ANXIAN, China China grappled with backed-up rivers and reservoirs in danger of collapse, along with looming storms that threatened Monday to compound damage from the country's worst earthquake in three decades.
Two weeks after the magnitude 7.9 earthquake centered in Sichuan province, the confirmed death toll rose to 65,080 with 23,150 people still missing, the Cabinet said. The government has said the final number of dead is expected to exceed 80,000.
Many of the disaster victims were children, prompting officials to clarify the country's strict one-child policy guidelines.
The Chengdu Population and Family Planning Committee in the capital of Sichuan province said Monday that families whose children was killed, severely injured or disabled in the quake can get a certificate to have another child.
Chen Xueyun's 8-year-old son, Weixi, was killed when the family's apartment in Qingchuan collapsed. Chen said he searched three days before finding the boy's body. He wears his son's blue plastic watch as a reminder.
Monday's announcement could offer some parents some hope, Chen said, after their grief subsides.
"If they are still sad and depressed, it's impossible to talk about another baby," he said. "But in the future, it could be quite helpful for them."
On Monday, 1,800 soldiers arrived on foot at the new Tangjiashan lake in Beichuan county to fight the flood risk, each carrying 22 pounds of explosives to blast through the debris, the official Xinhua News Agency said.
The lake is 2 miles upstream from the center of Beichuan county. Thousands of people who remained there after the initial earthquake have been evacuated in recent days as a precaution.
With weather clearing that had prevented helicopter flights, heavy equipment was also lifted in the area to help remove debris, state media reported.

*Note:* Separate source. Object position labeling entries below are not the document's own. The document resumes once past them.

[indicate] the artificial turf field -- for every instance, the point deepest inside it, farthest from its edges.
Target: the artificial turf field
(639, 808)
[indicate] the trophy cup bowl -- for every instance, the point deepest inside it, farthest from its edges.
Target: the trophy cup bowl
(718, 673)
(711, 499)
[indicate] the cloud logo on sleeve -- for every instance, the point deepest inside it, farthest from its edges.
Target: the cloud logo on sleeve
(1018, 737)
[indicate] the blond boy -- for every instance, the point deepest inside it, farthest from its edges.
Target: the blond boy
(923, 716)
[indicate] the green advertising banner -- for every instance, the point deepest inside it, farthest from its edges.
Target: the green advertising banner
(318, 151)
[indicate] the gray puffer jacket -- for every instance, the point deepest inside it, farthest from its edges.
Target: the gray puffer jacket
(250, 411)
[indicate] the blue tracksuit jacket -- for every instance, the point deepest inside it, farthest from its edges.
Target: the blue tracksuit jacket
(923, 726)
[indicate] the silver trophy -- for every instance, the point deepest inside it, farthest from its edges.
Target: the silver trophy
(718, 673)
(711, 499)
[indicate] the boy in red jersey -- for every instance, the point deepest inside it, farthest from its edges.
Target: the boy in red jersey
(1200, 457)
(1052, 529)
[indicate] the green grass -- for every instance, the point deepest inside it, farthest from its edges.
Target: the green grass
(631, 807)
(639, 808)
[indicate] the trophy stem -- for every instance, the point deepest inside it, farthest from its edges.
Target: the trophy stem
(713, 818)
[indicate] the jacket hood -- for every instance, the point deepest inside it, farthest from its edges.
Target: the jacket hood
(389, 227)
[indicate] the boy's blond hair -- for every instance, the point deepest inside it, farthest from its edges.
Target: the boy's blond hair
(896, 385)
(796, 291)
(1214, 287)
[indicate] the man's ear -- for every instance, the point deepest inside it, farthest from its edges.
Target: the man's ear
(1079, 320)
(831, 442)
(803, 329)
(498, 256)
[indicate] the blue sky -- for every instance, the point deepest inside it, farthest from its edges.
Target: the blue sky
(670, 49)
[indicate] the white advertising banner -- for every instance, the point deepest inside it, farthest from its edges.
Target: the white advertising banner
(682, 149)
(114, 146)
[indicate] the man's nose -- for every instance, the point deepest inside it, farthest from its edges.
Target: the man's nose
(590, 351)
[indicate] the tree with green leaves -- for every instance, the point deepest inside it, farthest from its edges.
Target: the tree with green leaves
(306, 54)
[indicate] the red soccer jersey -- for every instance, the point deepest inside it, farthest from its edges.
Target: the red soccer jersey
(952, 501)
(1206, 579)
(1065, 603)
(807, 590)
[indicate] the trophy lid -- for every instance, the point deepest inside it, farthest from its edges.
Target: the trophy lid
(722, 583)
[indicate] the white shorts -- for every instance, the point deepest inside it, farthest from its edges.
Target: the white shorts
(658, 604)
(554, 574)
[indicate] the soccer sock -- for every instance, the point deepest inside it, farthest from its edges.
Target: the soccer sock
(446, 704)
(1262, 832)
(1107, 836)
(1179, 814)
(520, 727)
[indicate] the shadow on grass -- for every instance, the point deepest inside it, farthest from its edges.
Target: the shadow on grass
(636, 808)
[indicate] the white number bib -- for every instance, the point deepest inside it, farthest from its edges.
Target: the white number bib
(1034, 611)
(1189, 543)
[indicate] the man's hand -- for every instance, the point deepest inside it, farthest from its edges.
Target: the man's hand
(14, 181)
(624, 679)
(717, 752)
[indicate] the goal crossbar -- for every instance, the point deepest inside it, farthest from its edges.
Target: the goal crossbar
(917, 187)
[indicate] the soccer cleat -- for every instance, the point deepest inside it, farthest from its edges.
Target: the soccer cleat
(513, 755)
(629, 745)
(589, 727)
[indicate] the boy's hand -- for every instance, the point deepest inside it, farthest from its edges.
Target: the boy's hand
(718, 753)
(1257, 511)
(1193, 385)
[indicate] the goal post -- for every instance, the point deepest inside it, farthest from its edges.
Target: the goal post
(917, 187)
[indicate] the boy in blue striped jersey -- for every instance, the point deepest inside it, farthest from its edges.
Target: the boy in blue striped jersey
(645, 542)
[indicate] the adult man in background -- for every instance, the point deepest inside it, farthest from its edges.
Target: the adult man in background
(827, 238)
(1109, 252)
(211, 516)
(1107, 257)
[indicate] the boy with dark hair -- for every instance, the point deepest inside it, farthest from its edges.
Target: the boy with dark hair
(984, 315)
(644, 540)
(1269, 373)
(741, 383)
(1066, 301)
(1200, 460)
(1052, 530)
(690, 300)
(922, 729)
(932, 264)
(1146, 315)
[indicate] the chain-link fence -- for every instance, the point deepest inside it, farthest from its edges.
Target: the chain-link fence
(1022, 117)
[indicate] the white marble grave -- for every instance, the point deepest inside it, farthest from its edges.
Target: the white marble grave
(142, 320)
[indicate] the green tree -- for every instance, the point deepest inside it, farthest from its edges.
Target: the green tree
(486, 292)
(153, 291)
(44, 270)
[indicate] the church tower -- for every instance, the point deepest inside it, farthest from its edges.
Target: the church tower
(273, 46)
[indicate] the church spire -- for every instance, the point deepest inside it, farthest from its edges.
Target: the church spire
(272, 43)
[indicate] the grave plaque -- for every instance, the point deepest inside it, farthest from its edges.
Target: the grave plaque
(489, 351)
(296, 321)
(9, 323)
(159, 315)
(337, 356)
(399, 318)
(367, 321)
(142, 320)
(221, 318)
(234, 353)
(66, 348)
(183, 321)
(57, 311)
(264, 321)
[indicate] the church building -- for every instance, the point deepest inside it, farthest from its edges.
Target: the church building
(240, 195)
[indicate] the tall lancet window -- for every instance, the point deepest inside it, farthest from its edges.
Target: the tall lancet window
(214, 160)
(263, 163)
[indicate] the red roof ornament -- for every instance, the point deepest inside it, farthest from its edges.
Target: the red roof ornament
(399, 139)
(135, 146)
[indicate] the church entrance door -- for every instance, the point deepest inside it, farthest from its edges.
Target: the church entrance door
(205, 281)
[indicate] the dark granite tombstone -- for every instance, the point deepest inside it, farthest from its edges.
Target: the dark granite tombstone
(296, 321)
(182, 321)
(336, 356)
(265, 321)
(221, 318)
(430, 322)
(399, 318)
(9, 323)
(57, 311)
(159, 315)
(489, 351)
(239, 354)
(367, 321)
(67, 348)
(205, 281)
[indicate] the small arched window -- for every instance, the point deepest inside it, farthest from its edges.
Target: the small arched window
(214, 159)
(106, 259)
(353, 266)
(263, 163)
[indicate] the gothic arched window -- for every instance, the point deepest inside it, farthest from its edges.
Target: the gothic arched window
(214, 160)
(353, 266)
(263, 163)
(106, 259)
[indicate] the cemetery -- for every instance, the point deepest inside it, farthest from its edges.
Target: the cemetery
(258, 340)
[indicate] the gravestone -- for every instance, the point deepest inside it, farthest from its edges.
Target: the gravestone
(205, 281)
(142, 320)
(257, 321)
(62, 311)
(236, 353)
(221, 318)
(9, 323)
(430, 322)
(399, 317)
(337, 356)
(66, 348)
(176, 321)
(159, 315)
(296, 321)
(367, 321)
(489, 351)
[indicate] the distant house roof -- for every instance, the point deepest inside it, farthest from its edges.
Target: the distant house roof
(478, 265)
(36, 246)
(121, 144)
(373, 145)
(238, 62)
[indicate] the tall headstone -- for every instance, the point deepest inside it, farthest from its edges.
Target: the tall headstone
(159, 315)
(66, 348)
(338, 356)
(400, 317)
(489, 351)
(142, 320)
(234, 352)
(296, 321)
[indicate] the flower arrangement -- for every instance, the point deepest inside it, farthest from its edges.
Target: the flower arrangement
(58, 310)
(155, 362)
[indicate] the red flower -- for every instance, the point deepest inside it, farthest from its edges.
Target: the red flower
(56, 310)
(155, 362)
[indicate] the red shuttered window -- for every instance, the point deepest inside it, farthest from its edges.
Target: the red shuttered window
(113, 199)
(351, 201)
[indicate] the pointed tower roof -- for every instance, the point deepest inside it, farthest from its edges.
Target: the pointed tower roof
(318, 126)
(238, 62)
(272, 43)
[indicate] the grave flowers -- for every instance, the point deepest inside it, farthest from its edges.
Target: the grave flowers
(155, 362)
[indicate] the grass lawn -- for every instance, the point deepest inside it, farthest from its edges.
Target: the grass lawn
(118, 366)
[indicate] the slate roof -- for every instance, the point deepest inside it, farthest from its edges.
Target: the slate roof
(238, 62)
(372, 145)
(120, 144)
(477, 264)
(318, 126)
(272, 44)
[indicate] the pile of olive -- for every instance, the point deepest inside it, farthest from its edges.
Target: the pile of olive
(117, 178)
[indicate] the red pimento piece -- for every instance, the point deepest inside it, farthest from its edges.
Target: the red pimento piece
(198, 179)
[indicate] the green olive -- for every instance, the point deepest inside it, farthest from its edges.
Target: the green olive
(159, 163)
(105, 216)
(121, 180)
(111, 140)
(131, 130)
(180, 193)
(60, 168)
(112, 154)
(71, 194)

But thunderstorms were forecast for parts of Sichuan later Monday and Tuesday, the China Meteorological Administration said, adding they "could increase the risks posed by river blockages in some quake-hit areas."
The rains were likely to put more pressure on dams and reservoirs weakened by the quake. The storms herald the start of the summer rainy season that accounts for more than 70 percent of the 2 feet of rain that falls on the area each year.
The backed-up lake is one of several dozen in Sichuan.
In An country, about 30 miles to the south of Beichuan, a landslide blocked the Chaping river, submerging Shuangdian village.